May 22, 2014
On the face of it - this looks good - encouragingTopics:
This bill has to pass the Senate and then Hussein Obama. Should it pass those two hurdles, who would trust the NSA to stop their games anyway? There is no mention of cutting back funding. Skeptical be my middle name.
House votes to shut down NSA phone-snooping
In an overwhelmingly bipartisan vote that would have been unthinkable just a few months ago, the House on Thursday approved a bill to cancel the government's bulk-data collection programs, including the NSA's phone-records snooping.
Less than a year after the program was first revealed by former government contractor Edward Snowden, the 303-121 vote to halt bulk data collection shows just how quickly a consensus developed against the NSA's secret program.
"This is the end of secret laws," said Rep. F. James Sensenbrenner Jr., the author of the original Patriot Act, who said he felt betrayed by the way the government used that law. "We have turned the tables on the NSA, and say we are watching you -- and we will."
But the bill is far less than civil liberties groups had wanted, and does still allow the National Security Agency to collect data under court order in certain conditions involving foreign agents -- conditions that some lawmakers said they are afraid the NSA will distort to ramp up its bulk collection to again grab information on Americans.
Thursday's vote is a first, major step for Congress. The Senate will have to approve the bill as well, and it would then go to President Obama. But even Mr. Obama, who for most of his administration approved and oversaw bulk collection, has changed his stance.
In a statement issued Wednesday, the White House said it "strongly supports" the bill curbing Mr. Obama's powers.

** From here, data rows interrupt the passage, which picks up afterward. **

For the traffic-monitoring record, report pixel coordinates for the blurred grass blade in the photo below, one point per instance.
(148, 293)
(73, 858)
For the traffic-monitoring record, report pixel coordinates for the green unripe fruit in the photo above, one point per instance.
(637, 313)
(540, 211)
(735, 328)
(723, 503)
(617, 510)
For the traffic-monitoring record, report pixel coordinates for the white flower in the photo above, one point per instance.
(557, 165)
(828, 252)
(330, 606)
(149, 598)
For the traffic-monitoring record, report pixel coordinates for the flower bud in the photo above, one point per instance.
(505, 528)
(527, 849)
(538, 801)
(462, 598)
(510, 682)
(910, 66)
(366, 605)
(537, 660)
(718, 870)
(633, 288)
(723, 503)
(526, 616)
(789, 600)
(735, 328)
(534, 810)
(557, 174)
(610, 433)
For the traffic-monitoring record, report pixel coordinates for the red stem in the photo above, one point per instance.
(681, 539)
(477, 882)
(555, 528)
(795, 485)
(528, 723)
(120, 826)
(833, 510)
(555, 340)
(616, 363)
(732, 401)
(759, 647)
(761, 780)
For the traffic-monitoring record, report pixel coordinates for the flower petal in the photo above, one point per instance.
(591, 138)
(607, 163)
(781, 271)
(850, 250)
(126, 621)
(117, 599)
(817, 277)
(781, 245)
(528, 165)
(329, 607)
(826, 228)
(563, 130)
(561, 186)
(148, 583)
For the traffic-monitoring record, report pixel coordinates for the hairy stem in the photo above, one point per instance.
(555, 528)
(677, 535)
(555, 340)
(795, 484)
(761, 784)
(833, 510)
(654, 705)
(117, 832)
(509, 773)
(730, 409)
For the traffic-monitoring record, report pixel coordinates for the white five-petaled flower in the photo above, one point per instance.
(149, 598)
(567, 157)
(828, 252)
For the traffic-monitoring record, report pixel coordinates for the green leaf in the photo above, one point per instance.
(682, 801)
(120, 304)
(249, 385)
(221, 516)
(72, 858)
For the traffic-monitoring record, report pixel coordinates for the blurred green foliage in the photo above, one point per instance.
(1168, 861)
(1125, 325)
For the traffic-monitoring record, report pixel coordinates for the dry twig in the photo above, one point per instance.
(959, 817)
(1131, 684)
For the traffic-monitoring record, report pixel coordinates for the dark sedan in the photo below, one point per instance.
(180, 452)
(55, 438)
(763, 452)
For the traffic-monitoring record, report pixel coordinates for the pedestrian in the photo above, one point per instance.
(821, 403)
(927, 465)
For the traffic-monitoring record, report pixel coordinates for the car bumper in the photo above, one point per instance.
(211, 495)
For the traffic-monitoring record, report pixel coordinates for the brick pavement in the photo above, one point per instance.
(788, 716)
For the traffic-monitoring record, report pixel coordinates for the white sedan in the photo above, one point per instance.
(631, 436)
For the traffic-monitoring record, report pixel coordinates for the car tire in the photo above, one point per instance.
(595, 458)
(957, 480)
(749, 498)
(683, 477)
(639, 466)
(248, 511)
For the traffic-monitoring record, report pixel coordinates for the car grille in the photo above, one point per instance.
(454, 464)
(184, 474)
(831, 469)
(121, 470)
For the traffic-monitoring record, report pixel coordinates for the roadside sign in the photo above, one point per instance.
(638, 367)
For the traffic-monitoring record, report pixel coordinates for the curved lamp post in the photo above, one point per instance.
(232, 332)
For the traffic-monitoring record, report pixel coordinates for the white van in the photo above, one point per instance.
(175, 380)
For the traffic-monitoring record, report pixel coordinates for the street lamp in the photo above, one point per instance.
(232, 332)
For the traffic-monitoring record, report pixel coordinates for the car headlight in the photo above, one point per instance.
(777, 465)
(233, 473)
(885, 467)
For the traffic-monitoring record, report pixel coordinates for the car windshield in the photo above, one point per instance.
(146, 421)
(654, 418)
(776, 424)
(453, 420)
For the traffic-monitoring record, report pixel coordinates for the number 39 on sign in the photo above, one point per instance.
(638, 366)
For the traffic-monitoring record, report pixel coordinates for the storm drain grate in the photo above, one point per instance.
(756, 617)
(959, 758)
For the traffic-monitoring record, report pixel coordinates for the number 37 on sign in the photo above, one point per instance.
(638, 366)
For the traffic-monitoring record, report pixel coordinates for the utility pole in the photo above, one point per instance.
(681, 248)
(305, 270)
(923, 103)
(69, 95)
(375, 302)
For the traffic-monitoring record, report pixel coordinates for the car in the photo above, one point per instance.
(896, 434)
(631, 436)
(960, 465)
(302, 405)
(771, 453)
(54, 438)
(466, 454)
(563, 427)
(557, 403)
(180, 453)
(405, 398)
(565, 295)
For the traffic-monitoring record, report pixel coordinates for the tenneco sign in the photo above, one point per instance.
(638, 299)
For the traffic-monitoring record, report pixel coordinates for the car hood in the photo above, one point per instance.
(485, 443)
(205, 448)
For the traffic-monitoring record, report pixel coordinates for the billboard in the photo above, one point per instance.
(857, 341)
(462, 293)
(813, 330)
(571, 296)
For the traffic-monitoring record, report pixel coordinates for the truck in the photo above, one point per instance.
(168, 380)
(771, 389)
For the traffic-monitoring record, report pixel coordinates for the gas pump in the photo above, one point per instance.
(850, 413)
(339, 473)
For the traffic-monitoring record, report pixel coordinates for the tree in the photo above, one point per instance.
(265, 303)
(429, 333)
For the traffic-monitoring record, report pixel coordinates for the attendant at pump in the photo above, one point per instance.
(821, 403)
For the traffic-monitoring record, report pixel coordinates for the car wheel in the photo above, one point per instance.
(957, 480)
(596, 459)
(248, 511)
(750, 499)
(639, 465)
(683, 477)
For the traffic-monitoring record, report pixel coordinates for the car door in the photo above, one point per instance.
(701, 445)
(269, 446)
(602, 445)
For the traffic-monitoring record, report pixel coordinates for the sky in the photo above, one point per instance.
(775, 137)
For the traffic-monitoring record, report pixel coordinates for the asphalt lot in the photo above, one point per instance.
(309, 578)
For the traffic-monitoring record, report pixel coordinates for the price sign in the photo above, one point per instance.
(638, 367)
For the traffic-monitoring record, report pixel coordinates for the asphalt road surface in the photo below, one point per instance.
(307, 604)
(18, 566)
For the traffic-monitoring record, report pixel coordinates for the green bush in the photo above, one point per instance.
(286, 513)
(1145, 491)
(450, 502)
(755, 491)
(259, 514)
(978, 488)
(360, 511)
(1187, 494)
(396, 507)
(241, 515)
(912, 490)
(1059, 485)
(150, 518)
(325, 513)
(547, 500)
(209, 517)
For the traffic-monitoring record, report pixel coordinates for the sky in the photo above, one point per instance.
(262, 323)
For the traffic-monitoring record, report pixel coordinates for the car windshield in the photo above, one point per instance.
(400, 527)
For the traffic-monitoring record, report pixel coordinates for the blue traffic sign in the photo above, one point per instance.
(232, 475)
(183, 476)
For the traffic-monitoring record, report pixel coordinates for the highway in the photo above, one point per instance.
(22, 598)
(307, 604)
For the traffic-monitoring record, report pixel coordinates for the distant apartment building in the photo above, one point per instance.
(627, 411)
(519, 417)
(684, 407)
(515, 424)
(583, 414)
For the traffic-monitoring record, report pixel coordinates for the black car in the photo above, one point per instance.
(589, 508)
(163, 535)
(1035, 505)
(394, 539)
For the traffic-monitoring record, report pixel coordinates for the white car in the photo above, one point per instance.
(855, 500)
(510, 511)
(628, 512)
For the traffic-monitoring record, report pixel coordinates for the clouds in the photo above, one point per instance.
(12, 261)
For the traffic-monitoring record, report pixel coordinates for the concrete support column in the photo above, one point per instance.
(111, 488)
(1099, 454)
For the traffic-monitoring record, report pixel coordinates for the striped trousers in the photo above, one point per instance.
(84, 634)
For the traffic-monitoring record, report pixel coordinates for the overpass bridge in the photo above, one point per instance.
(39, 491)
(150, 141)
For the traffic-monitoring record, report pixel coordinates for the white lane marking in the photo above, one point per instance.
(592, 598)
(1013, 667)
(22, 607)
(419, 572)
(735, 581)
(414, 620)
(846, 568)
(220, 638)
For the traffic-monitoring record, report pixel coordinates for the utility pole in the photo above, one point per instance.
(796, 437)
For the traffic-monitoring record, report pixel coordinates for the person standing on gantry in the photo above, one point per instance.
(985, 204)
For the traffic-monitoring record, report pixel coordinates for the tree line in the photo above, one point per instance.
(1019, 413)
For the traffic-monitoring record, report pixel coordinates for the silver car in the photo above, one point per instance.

"The bill ensures our intelligence and law enforcement professionals have the authorities they need to protect the nation, while further ensuring that individuals' privacy is appropriately protected when these authorities are employed," the White House Office of Management and Budget said.
The White House did manage to get the bill watered down -- so much so that a number of civil liberties groups have withdrawn their support in recent days.
Rep. Zoe Lofgren, a California Democrat who supported an earlier version but voted against Thursday's bill on the floor, said key privacy and disclosure protections were removed. She said given the intelligence community's history, she was not prepared to trust them.
"Our job is not to trust, but to codify," she said.
The NSA program revealed by Mr. Snowden allowed the government to demand metadata records from phone companies, which included the numbers, times and durations of every call made in the U.S. The government stored the records for five years, and queried the database when agents suspected a number was related to terrorism.
Members of the intelligence community said the program had never been abused and argued it was a valuable tool -- though they were unable to convince a number of external reviews that found the data had not helped stop any terrorist attacks.
Under the new bill, data would be held by the phone companies, and the government would be required to get a court order when it wanted to seek specific data.